HOMECOMING!’s most recent project may be doomed by a lack of financial resources. Though it’s already been exhibited, it’s only half-done. Here’s the story: As part of the Biennial, the committee produced Fristkt Kopplat, halften brunnet (Quickly connected, half burned), a collection of five crates (none bigger than about 6-by-4-by-3-foot) created from discarded IKEA furniture. On display last month at CentralTrak, the show was inspired by Sweden’s greenness –– apparently, the country has been so successful in transforming garbage into energy that there’s now a trash shortage. Fristkt Kopplat, halften brunnet, “a creative gesture meant to engage in a global dialogue concerning America’s relationship with disposable goods compared to that of Sweden’s,” the committee said, won’t really be complete until the crates are shipped to Sweden to be exhibited (at a location to be determined) and later turned into fuel. Getting the things to Mother Svea, though, isn’t going to be cheap.

“The ironic thing is that when we ship them to Sweden, we will probably have to build crates for the crates, because of international shipping regulations,” Brown said, adding that, not counting manpower hours, the delivery will cost “several thousand” dollars.

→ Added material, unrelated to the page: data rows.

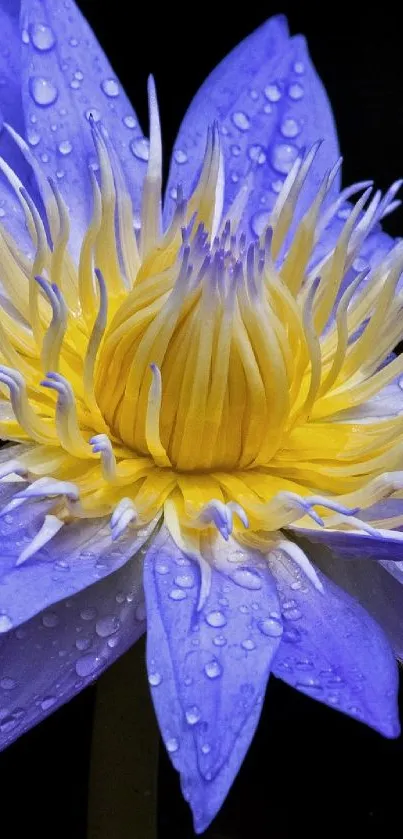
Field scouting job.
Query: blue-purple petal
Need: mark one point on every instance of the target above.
(80, 555)
(270, 105)
(56, 654)
(208, 667)
(66, 79)
(333, 651)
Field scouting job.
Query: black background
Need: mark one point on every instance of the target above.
(309, 770)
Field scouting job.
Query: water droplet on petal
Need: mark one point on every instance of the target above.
(87, 664)
(272, 92)
(154, 679)
(50, 619)
(247, 578)
(129, 121)
(43, 91)
(110, 87)
(295, 91)
(140, 148)
(213, 669)
(107, 626)
(172, 745)
(289, 127)
(216, 618)
(5, 623)
(283, 157)
(271, 627)
(241, 120)
(185, 580)
(219, 640)
(180, 156)
(42, 37)
(140, 613)
(93, 113)
(65, 147)
(83, 644)
(192, 715)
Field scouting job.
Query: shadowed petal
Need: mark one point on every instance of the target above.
(56, 654)
(333, 651)
(269, 104)
(66, 78)
(79, 555)
(369, 583)
(208, 669)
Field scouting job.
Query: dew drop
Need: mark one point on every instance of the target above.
(87, 664)
(177, 594)
(154, 679)
(7, 684)
(172, 745)
(110, 87)
(192, 715)
(5, 623)
(11, 720)
(93, 113)
(248, 644)
(283, 157)
(289, 127)
(295, 91)
(42, 37)
(140, 148)
(185, 580)
(33, 139)
(107, 626)
(271, 626)
(88, 614)
(83, 644)
(43, 91)
(129, 121)
(272, 92)
(50, 619)
(213, 669)
(65, 147)
(180, 156)
(48, 702)
(216, 618)
(241, 120)
(247, 578)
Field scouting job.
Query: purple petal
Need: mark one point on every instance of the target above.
(369, 583)
(208, 668)
(10, 65)
(56, 654)
(78, 556)
(352, 544)
(333, 651)
(65, 79)
(270, 105)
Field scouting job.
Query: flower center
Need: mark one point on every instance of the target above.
(182, 368)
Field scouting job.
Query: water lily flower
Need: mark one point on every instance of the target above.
(200, 397)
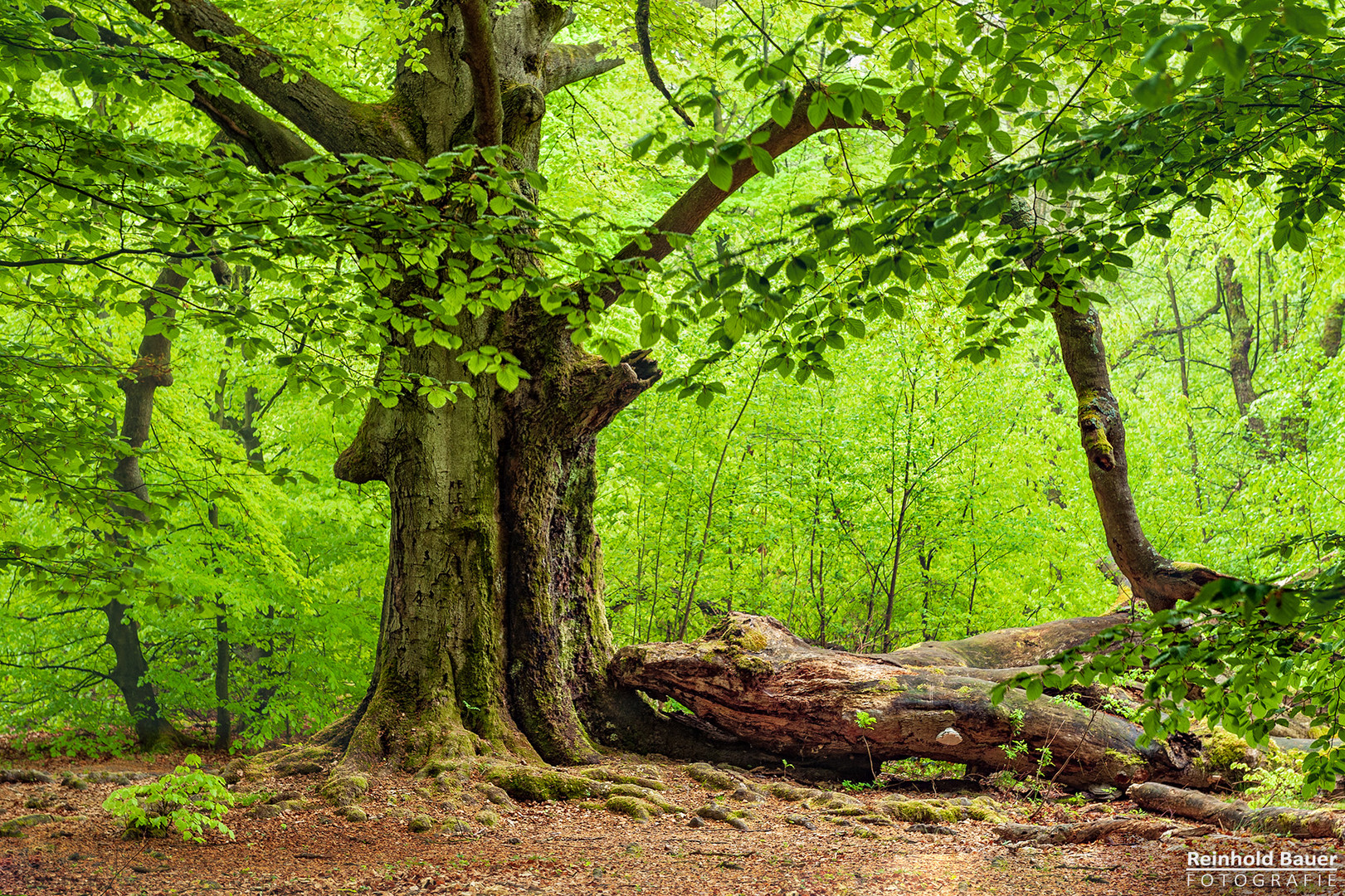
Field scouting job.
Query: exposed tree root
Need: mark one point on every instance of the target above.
(1083, 831)
(1236, 816)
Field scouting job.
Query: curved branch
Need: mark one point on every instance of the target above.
(567, 64)
(329, 119)
(642, 32)
(479, 56)
(268, 144)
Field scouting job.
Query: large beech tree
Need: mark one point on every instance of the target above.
(483, 421)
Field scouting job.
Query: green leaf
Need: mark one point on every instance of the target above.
(721, 174)
(818, 108)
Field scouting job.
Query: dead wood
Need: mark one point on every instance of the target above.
(1083, 831)
(1236, 816)
(755, 679)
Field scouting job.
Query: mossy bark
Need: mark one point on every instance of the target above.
(1157, 580)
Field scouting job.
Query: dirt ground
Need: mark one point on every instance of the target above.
(565, 848)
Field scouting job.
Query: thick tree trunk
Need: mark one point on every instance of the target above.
(1154, 579)
(753, 679)
(151, 370)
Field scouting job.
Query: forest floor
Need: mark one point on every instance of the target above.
(564, 848)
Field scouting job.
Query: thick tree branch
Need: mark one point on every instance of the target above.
(329, 119)
(268, 144)
(479, 54)
(702, 198)
(604, 392)
(567, 64)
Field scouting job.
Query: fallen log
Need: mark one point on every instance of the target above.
(755, 679)
(1082, 831)
(1236, 816)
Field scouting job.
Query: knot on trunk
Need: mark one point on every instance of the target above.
(606, 391)
(1093, 428)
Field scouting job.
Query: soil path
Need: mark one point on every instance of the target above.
(565, 848)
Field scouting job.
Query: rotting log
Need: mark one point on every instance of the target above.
(1236, 816)
(753, 679)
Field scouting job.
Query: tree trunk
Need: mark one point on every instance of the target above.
(1239, 343)
(1332, 330)
(1236, 816)
(1154, 579)
(1185, 383)
(151, 369)
(753, 679)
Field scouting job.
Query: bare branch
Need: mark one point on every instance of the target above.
(329, 119)
(266, 143)
(479, 56)
(642, 32)
(569, 62)
(702, 198)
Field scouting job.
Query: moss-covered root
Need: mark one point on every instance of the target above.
(725, 778)
(344, 790)
(305, 759)
(534, 783)
(933, 811)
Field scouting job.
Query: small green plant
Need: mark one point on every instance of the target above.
(866, 722)
(1279, 782)
(674, 707)
(188, 800)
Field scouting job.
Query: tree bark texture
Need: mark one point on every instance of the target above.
(493, 632)
(1330, 339)
(1239, 342)
(1154, 579)
(753, 679)
(1236, 816)
(151, 370)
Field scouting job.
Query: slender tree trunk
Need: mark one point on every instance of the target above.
(1239, 343)
(1153, 577)
(1185, 383)
(1330, 341)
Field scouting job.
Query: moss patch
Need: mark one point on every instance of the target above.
(943, 811)
(543, 785)
(632, 806)
(710, 777)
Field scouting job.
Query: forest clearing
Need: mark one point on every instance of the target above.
(494, 446)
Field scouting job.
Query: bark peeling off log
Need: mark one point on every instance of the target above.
(758, 681)
(1005, 649)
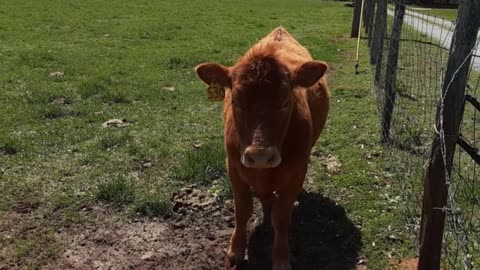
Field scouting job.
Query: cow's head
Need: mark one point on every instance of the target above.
(262, 101)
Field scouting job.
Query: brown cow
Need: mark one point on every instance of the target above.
(275, 107)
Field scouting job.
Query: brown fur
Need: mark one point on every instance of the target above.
(278, 98)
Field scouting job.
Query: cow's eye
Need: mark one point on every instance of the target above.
(285, 105)
(235, 104)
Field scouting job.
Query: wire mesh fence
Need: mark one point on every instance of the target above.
(410, 53)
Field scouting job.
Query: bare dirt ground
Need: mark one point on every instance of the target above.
(196, 235)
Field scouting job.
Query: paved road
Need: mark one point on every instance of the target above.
(439, 29)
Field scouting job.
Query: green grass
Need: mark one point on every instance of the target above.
(134, 60)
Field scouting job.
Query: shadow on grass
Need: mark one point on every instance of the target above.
(322, 238)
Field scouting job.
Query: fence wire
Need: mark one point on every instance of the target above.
(422, 60)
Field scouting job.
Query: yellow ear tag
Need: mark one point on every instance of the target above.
(215, 92)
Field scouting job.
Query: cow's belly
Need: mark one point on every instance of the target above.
(265, 182)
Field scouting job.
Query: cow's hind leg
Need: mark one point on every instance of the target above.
(282, 210)
(243, 212)
(266, 224)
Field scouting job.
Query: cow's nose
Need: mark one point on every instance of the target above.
(261, 157)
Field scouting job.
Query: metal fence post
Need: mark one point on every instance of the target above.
(376, 54)
(449, 112)
(391, 73)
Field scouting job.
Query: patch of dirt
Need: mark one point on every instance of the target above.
(196, 235)
(405, 264)
(340, 39)
(56, 74)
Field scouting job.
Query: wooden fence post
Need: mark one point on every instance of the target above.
(371, 17)
(376, 54)
(391, 72)
(356, 18)
(449, 111)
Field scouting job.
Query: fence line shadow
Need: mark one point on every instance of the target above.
(322, 238)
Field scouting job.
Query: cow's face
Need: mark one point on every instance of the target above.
(262, 103)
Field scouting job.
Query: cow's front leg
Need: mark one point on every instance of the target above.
(282, 209)
(243, 212)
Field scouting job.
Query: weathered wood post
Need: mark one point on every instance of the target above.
(376, 54)
(356, 18)
(449, 111)
(391, 73)
(371, 16)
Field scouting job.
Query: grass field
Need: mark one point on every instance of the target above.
(134, 60)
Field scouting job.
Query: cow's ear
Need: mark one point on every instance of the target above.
(211, 72)
(309, 73)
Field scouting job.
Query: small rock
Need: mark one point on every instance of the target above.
(179, 225)
(147, 256)
(197, 145)
(333, 165)
(56, 74)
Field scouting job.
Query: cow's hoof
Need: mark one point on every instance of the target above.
(282, 265)
(234, 260)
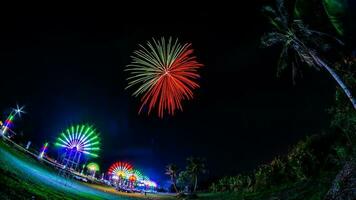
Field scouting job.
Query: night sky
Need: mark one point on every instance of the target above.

PayPal donations via homecomingcommittee.com will help fund Fristkt Kopplat, halften brunnet and a few other ventures, including a 2014 show shrouded in secrecy; MacGuffin, a November exhibit at the Fort Worth gallery And X art gallery that, Brown said, “will involve a hot tub”; and The Eagle Has Landed.

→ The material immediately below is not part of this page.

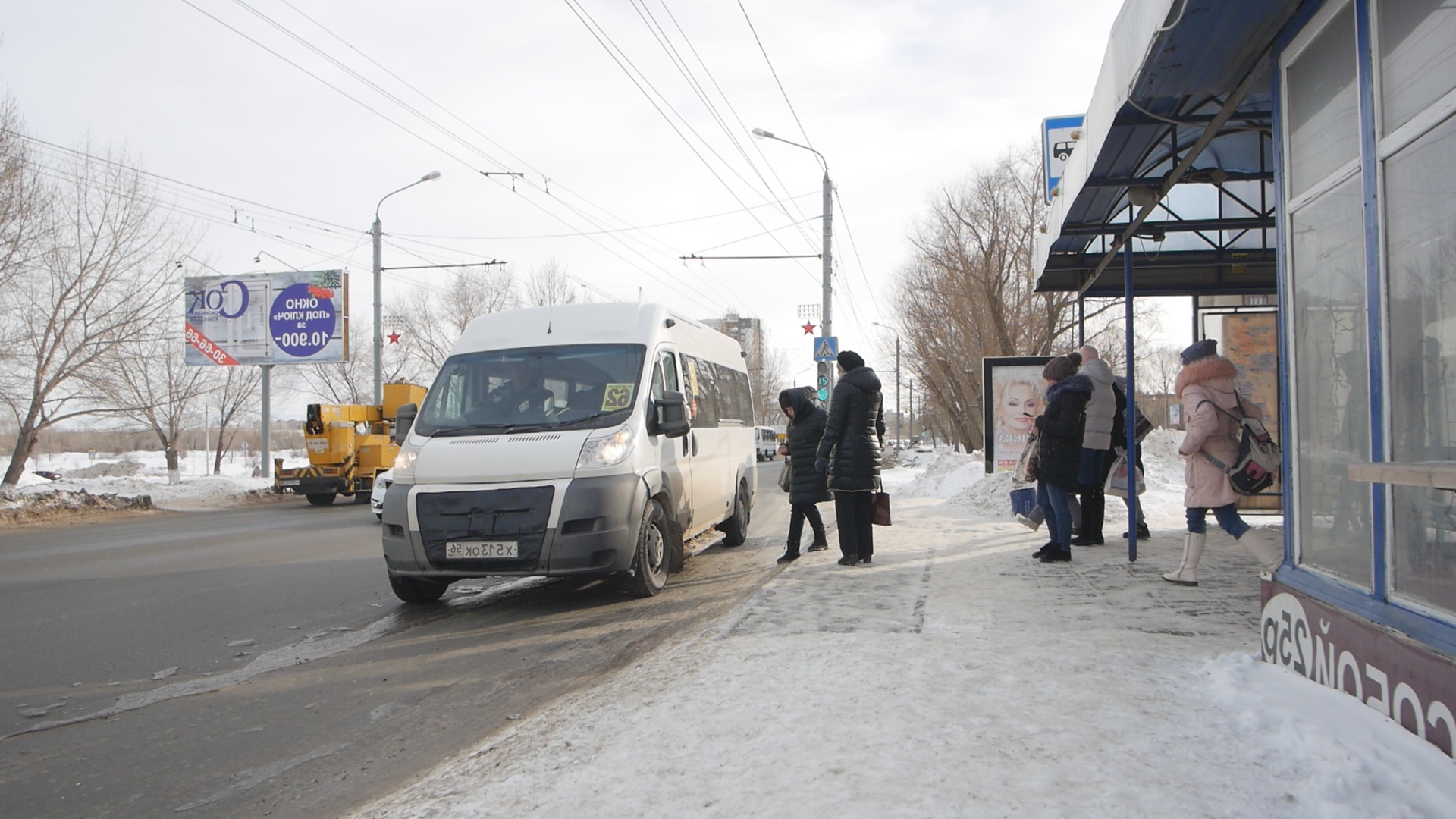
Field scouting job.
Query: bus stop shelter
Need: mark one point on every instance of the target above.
(1293, 165)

Reflecting HOMECOMING!’s dedication to affecting the cultural conversation, the group’s art always contains a public aspect. The Eagle Has Landed is no different. Through the big, red artwork, the committee hopes to convert more Fort Worthians into art lovers by getting them thinking about public art: what it does, what it doesn’t do, what it should do, what it shouldn’t do, what it’s good for, what it means.

“We want to reignite the interest in art in this city and remind everyone why it’s so important and why it’s so great,” Nowlin said. “Just by having that one man on the street see it –– and recognize it and have this moment of excitement about it –– that’s all it takes. That’s all we’re asking for.”

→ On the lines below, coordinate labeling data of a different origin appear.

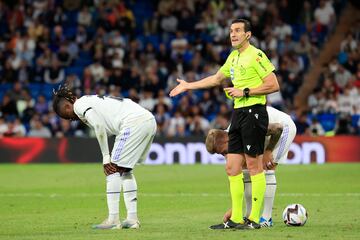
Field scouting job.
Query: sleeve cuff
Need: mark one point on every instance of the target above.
(106, 159)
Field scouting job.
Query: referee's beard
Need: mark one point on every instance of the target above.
(242, 44)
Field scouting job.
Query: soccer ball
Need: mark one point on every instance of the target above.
(295, 215)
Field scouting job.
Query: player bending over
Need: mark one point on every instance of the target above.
(281, 132)
(134, 128)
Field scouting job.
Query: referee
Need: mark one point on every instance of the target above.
(252, 76)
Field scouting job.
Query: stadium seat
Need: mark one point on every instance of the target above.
(328, 121)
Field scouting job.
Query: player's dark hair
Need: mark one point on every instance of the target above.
(62, 94)
(247, 24)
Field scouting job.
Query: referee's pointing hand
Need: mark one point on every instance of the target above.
(182, 87)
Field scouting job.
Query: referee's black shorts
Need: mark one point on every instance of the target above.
(248, 130)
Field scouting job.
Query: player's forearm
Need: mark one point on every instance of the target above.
(269, 85)
(101, 136)
(275, 131)
(100, 133)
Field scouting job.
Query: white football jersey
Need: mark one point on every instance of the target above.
(115, 113)
(276, 116)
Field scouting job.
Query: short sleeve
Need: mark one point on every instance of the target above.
(225, 69)
(81, 106)
(262, 64)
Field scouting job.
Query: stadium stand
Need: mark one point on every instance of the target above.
(137, 49)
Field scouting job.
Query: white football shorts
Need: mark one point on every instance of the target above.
(281, 149)
(133, 143)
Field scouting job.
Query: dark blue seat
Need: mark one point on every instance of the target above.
(328, 121)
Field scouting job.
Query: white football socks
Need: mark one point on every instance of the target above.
(130, 195)
(113, 188)
(269, 193)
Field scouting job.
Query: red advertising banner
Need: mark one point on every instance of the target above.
(191, 150)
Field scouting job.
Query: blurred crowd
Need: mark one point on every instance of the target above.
(137, 49)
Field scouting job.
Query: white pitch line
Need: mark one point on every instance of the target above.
(158, 195)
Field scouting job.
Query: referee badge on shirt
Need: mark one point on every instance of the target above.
(242, 70)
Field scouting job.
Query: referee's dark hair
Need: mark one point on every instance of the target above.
(247, 24)
(62, 94)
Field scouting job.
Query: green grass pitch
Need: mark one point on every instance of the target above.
(175, 202)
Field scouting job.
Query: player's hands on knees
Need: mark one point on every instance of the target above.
(270, 165)
(182, 87)
(110, 168)
(227, 215)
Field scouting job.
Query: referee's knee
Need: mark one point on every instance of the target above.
(232, 170)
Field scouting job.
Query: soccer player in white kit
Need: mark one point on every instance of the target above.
(134, 128)
(281, 133)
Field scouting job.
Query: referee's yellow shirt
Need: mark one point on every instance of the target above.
(246, 70)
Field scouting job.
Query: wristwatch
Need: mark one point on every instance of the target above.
(246, 92)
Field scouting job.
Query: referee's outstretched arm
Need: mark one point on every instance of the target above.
(208, 82)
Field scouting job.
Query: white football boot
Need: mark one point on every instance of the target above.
(106, 224)
(132, 224)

The piece, Brown added, neatly represents the fiery debate about public art in Fort Worth and arts funding in general. Last week, for the first time in five years, the Fort Worth City Council voted to increase financial support for the Arts Council of Fort Worth, the 50-year-old nonprofit that manages FWPA and distributes taxpayer money to several dozen Tarrant County arts institutions, including Amon Carter Museum, Fort Worth Opera, and Texas Ballet Theater. And though the arts council will see its coffers increase $600,310 to $1.4 million total, $400,000 of that will come from the gas well and mineral lease trust fund, a resource that may dwindle soon –– the natural gas in the Barnett Shale, scientists say, is far from unlimited (“Shale Game,” March 13).

“Just because we take away public arts doesn’t mean more potholes are going to be fixed,” Brown said.

The sculptural facet of The Eagle Has Landed is “about 80 percent” complete, Nowlin said. The committee hopes to inflate the piece next weekend. “If that’s successful, then we will then start scheduling the dates for the locations,” she said.

HOMECOMING!’s goal is to begin exhibiting the mobile before Nov. 5, when the council votes on a bond package that may affect FWPA funding.